Python with the delta-sharing library:

import delta_sharing

profile_path = "/path/to/config.share"
client = delta_sharing.SharingClient(profile_path)

# List shares + tables
for share in client.list_shares():
    for schema in client.list_schemas(share):
        for table in client.list_tables(schema):
            print(f"{share.name}.{schema.name}.{table.name}")

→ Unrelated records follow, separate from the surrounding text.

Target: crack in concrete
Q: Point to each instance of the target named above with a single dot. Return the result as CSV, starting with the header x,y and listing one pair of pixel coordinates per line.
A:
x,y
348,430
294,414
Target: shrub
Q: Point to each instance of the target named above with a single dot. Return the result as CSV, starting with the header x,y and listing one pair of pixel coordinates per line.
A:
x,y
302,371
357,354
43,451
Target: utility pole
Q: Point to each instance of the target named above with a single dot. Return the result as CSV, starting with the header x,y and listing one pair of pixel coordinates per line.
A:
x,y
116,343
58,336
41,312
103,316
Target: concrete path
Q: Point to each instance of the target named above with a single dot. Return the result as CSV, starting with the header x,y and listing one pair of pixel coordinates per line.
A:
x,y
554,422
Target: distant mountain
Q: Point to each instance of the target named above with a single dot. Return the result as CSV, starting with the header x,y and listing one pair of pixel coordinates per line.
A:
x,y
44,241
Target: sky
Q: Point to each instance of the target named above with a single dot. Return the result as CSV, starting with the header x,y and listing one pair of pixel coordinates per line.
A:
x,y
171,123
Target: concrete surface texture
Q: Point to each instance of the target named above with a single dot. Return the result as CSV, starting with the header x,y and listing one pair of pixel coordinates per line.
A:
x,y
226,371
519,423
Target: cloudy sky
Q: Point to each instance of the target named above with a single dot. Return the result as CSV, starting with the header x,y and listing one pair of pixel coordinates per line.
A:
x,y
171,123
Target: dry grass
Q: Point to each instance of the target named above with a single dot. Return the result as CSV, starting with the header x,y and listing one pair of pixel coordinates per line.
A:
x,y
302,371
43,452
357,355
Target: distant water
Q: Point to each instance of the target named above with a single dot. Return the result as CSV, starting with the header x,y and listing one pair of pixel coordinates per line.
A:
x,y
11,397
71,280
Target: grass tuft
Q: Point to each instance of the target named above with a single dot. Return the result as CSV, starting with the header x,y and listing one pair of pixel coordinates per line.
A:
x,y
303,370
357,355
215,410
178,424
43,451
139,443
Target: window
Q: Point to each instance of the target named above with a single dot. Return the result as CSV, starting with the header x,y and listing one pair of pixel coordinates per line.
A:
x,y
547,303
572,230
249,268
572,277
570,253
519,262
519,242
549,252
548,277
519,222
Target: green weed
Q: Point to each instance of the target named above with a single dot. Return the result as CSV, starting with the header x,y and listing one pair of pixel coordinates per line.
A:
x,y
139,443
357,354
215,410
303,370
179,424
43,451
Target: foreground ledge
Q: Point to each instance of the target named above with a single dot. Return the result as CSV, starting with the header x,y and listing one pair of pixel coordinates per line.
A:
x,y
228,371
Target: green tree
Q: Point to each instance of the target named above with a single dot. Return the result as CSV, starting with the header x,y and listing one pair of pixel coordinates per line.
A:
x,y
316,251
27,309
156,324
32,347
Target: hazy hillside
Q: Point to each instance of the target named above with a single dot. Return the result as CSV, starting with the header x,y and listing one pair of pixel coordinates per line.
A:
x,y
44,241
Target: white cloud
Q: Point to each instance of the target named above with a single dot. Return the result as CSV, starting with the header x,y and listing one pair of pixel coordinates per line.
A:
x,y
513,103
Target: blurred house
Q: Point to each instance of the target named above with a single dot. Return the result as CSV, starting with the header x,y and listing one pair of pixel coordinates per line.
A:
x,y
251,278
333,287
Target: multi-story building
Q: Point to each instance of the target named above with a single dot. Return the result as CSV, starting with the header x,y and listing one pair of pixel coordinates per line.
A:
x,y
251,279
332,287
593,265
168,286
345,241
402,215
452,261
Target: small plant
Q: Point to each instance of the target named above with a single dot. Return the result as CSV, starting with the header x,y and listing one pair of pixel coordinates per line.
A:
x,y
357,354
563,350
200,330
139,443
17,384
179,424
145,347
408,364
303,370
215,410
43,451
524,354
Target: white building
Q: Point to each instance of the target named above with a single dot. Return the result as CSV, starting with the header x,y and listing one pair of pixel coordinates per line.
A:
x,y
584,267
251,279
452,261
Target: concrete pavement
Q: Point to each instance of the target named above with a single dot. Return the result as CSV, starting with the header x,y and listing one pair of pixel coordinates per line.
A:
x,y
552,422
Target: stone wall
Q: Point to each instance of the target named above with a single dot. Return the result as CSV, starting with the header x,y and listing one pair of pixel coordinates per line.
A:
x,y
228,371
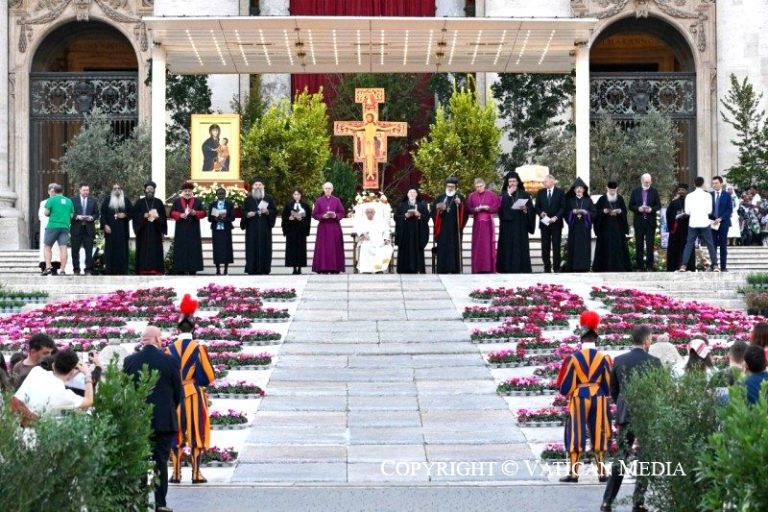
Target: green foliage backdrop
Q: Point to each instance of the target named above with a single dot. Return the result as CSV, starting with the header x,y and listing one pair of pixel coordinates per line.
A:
x,y
462,143
742,111
289,147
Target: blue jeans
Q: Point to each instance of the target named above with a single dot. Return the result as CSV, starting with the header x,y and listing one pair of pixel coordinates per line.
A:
x,y
706,235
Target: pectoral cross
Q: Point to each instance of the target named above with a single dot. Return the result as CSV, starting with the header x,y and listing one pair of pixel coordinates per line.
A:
x,y
370,135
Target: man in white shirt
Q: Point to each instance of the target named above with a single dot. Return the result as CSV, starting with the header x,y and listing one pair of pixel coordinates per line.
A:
x,y
44,391
373,243
698,206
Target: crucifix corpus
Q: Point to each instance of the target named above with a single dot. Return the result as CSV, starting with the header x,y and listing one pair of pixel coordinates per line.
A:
x,y
370,135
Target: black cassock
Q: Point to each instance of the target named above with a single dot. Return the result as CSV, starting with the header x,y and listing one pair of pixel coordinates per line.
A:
x,y
678,234
116,243
149,236
187,243
258,235
449,224
514,250
611,252
411,237
221,232
296,233
579,233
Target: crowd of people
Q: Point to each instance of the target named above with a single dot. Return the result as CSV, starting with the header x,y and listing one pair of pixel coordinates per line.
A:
x,y
45,380
704,215
590,380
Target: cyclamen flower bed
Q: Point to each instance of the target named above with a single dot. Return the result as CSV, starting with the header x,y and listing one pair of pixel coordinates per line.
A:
x,y
548,371
505,332
239,389
230,420
526,386
543,417
224,346
240,360
219,457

# Load as a pandas DataFrame
df = delta_sharing.load_as_pandas(
    f"{profile_path}#share_name.schema_name.table_name"
)

Spark on any cloud:

df = spark.read.format("deltaSharing").load(
    f"{profile_path}#share_name.schema_name.table_name"
)
df.show()

Power BI: 1. Get Data → Delta Sharing. 2. Provide the endpoint URL + bearer token (from the profile). 3. Power BI lists the available tables; select and import or DirectQuery.

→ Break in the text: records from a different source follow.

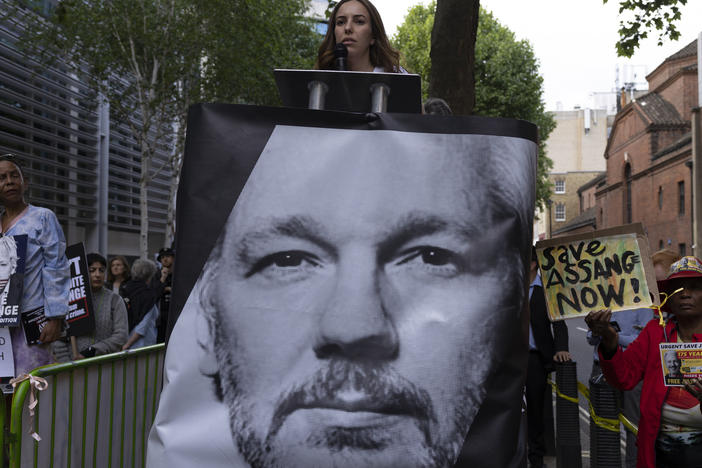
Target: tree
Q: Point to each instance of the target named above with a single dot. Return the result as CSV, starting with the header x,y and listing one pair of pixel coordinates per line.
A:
x,y
453,53
507,81
151,59
660,15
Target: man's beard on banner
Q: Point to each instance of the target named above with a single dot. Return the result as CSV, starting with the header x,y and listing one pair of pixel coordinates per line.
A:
x,y
380,384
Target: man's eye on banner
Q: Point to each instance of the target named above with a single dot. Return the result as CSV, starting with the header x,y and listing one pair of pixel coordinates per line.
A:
x,y
363,297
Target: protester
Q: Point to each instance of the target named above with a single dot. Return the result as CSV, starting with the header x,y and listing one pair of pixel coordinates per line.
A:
x,y
670,429
162,283
357,25
10,280
629,324
544,349
46,272
118,273
110,318
142,311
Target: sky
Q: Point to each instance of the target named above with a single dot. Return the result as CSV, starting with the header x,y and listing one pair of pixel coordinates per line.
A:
x,y
574,41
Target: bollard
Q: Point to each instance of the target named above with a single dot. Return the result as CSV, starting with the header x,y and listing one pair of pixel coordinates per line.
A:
x,y
549,432
568,450
605,444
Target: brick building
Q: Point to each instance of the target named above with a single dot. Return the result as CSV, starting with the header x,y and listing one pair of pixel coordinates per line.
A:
x,y
649,157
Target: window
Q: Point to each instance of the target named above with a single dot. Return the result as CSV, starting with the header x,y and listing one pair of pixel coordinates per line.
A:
x,y
560,186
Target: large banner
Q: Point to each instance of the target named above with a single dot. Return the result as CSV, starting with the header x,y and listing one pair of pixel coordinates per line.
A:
x,y
605,269
351,290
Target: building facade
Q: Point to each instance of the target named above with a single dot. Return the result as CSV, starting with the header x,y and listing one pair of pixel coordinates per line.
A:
x,y
576,147
80,163
649,157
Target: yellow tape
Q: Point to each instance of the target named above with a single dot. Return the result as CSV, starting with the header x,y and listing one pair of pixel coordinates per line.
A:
x,y
605,423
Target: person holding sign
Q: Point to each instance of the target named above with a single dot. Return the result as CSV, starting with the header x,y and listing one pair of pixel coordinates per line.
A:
x,y
9,289
46,280
670,428
110,318
357,25
545,348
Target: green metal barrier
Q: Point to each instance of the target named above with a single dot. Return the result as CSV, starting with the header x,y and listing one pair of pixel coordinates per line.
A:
x,y
96,412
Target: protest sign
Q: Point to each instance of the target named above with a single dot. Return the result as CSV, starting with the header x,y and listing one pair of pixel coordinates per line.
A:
x,y
13,250
81,314
680,362
337,300
606,269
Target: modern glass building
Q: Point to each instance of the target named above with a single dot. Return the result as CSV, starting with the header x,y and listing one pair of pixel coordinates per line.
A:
x,y
80,163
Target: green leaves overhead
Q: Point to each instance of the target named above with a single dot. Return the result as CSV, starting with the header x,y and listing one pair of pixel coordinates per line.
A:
x,y
507,80
644,16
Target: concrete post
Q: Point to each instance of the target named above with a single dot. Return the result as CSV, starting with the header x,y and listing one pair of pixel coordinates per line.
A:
x,y
568,450
103,172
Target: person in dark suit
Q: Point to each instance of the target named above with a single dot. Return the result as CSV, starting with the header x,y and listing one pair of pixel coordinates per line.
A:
x,y
545,347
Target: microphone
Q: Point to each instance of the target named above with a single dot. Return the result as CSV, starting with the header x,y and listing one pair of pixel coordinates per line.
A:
x,y
340,54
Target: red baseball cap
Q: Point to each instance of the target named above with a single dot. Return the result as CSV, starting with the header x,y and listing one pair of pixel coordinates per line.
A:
x,y
686,267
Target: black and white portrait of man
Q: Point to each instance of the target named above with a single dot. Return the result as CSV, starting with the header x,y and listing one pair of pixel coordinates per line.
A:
x,y
349,314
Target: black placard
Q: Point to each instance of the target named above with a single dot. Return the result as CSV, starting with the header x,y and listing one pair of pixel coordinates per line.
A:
x,y
81,312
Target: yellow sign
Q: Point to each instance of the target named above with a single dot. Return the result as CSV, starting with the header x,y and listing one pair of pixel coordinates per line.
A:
x,y
599,270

Trino with Delta Sharing connector:

# catalog/deltashare.properties
connector.name=delta-lake-sharing
delta-sharing.profile-path=/path/to/config.share

Token rotation

Recipient bearer tokens have an expiration (default 365 days). At 60 days before expiration:

-- Rotate the recipient token
ALTER RECIPIENT recipient_powerbi_finance ROTATE TOKEN;
DESCRIBE RECIPIENT recipient_powerbi_finance;
-- New activation link → new profile → distribute to recipient

Recipients keep working on the old token until expiration; rotation gives them a window to swap profiles.

Egress + cost notes

  • Producer egress = whatever the reader downloads. Delta Sharing streams Parquet bytes from the producer's storage account to the reader's network address. Azure egress applies per Azure pricing.
  • Reader pulls only what queries touch. Delta's partition-pruning and predicate-pushdown apply through the share — a WHERE region = 'us-east' clause skips other partitions entirely.
  • Use the private spine. If the reader is in AWS or GCP and the volume is non-trivial, route through Megaport / Equinix (see network best practices). Egress over the private spine is roughly 60-80% cheaper than public-internet egress.

Anti-patterns

  • Sharing the storage account directly via SAS. This bypasses the share metadata, audit log, and revocation flow. Always go through the share + recipient.
  • Embedding profiles in source code. The bearer token grants data access. Store the profile in Key Vault or equivalent; inject at runtime.
  • Sharing entire schemas without curation. Adds tables you did not intend to share when they get created. Prefer per-table grants for sensitive workloads.

Verification

  • Producer SHOW SHARES lists the share.
  • Producer SHOW GRANTS ON SHARE shows the recipient.
  • Recipient can list tables and read rows.
  • Producer audit log shows the recipient's reads.
  • Profile file is stored encrypted, not in version control.